Bottom line, I often recommend to clients — particularly those in high-risk industries, like restaurants and food preparation — that they form a corporation rather than an LLC. Sure, it’s a bit more complicated and there are more paperwork headaches, but some of that comes with the territory of running a business. And the extra protection may be well worth the additional paper.
*[To take these questions in reverse order — yes, there are potentially a lot of things wrong with being in a partnership (especially if you don’t have a good written agreement) because of joint and several liability; an S-Corp is a tax classification that allows corporate revenues to be taxed on an individual or partnership basis (“pass through” taxation), unlike a C-Corp where the corporation pays taxes on its income and the owner pays taxes on dividends (the so-called “double taxation” problem); S-corps may have advantages over LLC’s from the standpoint of liability protection, though this is mostly a tax question that should be decided with the help of an accountant; you should incorporate in California if you are doing business and generating income in California, because you will probably be taxed on it here regardless; and you should form a corporation if you intend to attract outside investors, or if you are in a business that puts you at risk for being sued, or your accountant tells you there are tax advantages to doing so.]
** As discussed in my workshops, in general, there are a couple of general tax advantages to forming an S-Corp over and LLC in California. First, S-Corp owners can take part of their compensation as salary and part as distribution of earnings, which means they can avoid paying payroll taxes on the distribution portion (provided the salary is “reasonable”). This is not possible with an LLC, since there are no shareholders and no mechanism for making a shareholder distribution (though LLC’s can elect to be taxed as S-Corps, which is a complication I won’t attempt to address here).

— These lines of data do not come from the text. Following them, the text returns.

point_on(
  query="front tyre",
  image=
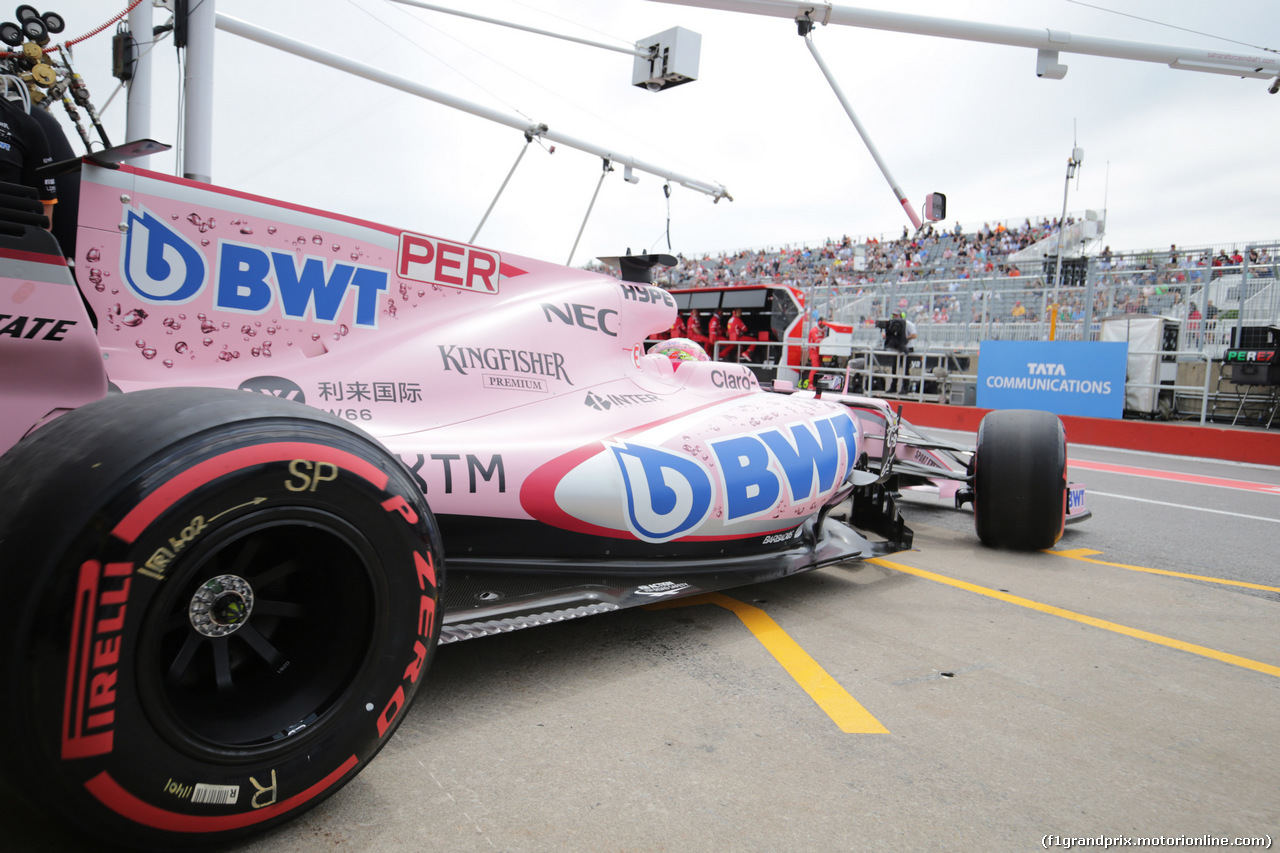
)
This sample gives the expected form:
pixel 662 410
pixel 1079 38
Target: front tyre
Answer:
pixel 222 605
pixel 1019 479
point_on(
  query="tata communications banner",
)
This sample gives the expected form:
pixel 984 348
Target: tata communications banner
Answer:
pixel 1065 378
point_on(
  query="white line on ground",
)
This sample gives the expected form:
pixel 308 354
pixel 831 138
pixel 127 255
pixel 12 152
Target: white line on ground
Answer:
pixel 1183 506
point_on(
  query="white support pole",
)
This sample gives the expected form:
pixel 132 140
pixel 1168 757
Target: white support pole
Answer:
pixel 137 123
pixel 197 137
pixel 1235 63
pixel 362 69
pixel 630 51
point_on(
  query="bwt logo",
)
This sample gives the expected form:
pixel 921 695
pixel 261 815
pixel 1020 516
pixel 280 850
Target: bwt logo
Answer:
pixel 670 495
pixel 164 268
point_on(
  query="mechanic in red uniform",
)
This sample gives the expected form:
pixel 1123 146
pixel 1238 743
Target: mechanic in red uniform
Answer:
pixel 736 332
pixel 694 329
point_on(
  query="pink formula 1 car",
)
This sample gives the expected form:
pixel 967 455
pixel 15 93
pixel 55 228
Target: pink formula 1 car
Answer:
pixel 241 447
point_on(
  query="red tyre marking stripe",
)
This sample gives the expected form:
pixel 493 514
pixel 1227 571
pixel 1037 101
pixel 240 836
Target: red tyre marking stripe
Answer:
pixel 122 802
pixel 132 525
pixel 1248 486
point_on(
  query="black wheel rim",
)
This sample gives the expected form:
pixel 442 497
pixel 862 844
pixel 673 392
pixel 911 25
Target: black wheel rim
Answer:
pixel 277 667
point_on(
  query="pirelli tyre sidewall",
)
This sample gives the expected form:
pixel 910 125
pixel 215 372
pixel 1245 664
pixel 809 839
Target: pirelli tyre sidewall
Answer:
pixel 220 606
pixel 1019 486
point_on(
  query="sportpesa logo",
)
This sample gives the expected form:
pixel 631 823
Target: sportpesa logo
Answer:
pixel 163 267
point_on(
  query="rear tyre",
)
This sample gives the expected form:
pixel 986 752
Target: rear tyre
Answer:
pixel 1019 483
pixel 222 605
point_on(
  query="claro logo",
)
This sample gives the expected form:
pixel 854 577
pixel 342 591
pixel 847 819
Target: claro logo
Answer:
pixel 164 268
pixel 743 381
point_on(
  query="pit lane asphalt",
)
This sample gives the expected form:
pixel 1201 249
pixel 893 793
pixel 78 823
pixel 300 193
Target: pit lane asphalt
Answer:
pixel 677 730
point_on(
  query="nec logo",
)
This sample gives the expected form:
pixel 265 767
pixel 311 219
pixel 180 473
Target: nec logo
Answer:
pixel 583 316
pixel 161 267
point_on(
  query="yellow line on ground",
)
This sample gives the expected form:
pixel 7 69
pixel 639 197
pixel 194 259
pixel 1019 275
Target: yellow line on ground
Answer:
pixel 1235 660
pixel 839 705
pixel 1084 553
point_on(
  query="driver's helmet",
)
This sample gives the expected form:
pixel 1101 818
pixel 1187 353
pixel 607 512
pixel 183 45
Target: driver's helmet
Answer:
pixel 680 350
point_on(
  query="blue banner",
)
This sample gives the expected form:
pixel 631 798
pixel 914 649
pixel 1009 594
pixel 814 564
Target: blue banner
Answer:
pixel 1065 378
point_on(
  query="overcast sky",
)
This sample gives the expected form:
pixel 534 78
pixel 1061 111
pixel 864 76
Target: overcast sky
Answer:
pixel 1174 156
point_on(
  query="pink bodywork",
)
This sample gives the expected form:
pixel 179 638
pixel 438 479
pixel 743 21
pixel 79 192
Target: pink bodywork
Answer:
pixel 511 387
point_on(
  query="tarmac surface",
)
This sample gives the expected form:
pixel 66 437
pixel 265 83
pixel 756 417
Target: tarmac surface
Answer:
pixel 1125 684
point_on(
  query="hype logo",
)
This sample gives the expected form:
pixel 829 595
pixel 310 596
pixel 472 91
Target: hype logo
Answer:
pixel 667 495
pixel 160 265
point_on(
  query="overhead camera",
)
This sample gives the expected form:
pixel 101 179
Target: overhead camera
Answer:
pixel 31 26
pixel 668 59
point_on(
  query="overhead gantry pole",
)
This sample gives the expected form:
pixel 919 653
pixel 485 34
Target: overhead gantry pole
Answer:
pixel 1047 42
pixel 261 36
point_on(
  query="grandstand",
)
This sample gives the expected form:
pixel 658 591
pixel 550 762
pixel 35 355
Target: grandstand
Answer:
pixel 996 282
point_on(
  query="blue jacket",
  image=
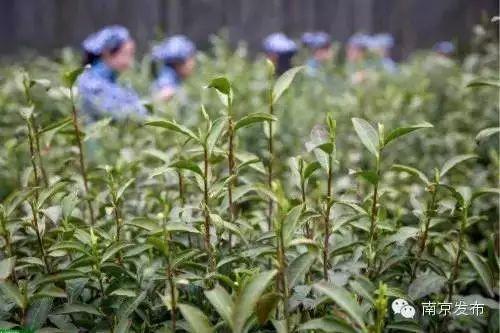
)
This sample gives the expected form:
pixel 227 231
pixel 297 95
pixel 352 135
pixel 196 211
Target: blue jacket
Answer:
pixel 101 96
pixel 167 78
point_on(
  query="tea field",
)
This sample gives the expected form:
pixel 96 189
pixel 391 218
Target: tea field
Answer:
pixel 254 203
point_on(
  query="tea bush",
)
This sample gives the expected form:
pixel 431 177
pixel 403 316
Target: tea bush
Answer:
pixel 252 203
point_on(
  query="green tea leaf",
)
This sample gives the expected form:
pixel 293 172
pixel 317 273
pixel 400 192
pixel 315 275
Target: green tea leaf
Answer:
pixel 6 267
pixel 173 126
pixel 187 165
pixel 453 162
pixel 344 300
pixel 70 77
pixel 367 134
pixel 327 324
pixel 483 270
pixel 253 118
pixel 248 297
pixel 222 302
pixel 78 308
pixel 198 322
pixel 266 304
pixel 297 269
pixel 12 292
pixel 398 132
pixel 283 82
pixel 486 133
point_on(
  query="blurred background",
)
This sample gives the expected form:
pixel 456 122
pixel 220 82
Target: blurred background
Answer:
pixel 47 25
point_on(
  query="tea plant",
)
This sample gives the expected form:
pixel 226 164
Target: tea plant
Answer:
pixel 198 220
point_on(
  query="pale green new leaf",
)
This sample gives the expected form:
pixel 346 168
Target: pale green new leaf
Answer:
pixel 367 134
pixel 344 300
pixel 398 132
pixel 248 298
pixel 253 118
pixel 222 302
pixel 483 270
pixel 284 81
pixel 198 322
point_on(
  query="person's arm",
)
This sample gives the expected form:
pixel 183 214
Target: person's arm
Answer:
pixel 109 99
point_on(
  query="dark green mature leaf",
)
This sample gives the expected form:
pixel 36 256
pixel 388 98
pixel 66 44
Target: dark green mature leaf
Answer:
pixel 297 269
pixel 406 326
pixel 426 284
pixel 248 297
pixel 310 169
pixel 284 81
pixel 187 165
pixel 112 250
pixel 38 313
pixel 344 300
pixel 411 171
pixel 6 267
pixel 290 223
pixel 483 191
pixel 486 133
pixel 483 270
pixel 56 125
pixel 222 302
pixel 368 175
pixel 70 77
pixel 453 162
pixel 78 308
pixel 122 189
pixel 266 304
pixel 215 133
pixel 328 324
pixel 398 132
pixel 222 84
pixel 367 134
pixel 483 83
pixel 253 118
pixel 198 322
pixel 12 292
pixel 173 126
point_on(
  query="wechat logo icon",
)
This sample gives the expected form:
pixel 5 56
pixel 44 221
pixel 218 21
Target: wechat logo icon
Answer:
pixel 402 307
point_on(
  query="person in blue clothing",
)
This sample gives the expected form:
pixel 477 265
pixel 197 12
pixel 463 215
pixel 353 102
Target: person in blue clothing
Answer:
pixel 279 50
pixel 444 48
pixel 107 53
pixel 321 50
pixel 381 45
pixel 176 56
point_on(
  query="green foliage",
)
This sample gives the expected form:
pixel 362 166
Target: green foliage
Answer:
pixel 165 225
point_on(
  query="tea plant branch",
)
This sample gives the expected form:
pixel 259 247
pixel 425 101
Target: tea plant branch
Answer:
pixel 70 79
pixel 27 84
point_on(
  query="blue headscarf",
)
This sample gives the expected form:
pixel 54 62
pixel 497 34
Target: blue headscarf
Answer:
pixel 177 48
pixel 383 41
pixel 359 40
pixel 106 39
pixel 444 47
pixel 316 40
pixel 279 43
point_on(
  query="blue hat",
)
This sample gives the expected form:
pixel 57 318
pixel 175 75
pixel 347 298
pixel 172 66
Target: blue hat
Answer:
pixel 316 40
pixel 360 40
pixel 383 41
pixel 106 39
pixel 279 43
pixel 444 47
pixel 174 49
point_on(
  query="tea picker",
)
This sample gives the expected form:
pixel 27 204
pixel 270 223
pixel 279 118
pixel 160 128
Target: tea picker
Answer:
pixel 108 52
pixel 176 56
pixel 279 50
pixel 381 45
pixel 320 45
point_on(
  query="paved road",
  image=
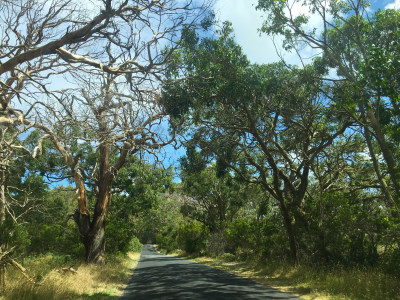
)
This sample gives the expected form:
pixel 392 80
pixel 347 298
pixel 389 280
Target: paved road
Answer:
pixel 159 276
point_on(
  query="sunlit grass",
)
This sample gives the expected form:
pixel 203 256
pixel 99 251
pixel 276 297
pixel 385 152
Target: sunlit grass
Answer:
pixel 90 282
pixel 312 282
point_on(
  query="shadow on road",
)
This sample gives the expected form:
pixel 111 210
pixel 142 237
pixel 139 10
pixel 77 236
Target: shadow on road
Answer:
pixel 163 277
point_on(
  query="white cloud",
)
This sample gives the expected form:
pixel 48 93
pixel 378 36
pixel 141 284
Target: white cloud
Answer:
pixel 393 5
pixel 246 21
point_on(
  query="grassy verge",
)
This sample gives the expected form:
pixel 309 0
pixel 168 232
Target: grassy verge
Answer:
pixel 310 282
pixel 90 282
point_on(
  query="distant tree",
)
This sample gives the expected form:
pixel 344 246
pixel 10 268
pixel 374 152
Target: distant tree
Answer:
pixel 267 123
pixel 362 46
pixel 65 40
pixel 214 197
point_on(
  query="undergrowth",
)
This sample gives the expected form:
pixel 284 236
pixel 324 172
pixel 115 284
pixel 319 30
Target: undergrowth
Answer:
pixel 90 282
pixel 312 282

Second, S-Corps pay California franchise taxes on the basis of net income, whereas LLC’s pay franchise taxes on the basis of gross revenues. In a year when an LLC doesn’t make any profit, it may therefore still find itself liable for the minimum $800 franchise tax, and possibly more, based on the amount of revenue received. For these reasons, as well as the potentially greater liability protection, I think the S-Corp is generally preferable over the LLC.
This summary of business entity possibilities is very helpful. Do you have comments or perhaps other blogs (did not see in your archives) pertaining to sole proprietorships working with independent contractors as an alternative business structure?
Susi: Thanks for your comment! You make a good point — sole proprietorships can keep things simple by contracting for services (rather than taking on employees), and that way avoid payroll taxes, unemployment insurance and workers’ comp obligations. But the issue of whether someone working for you is legally considered an employee vs. an independent contractor can be tricky — it really depends on how much control you have over the way they perform the job. And small business owners often get in trouble by treating workers as employees, but then thinking they can convert them to contractors just by issuing 1099’s. I haven’t written about this yet, but this is a good topic for a future blog post — coming soon, I promise!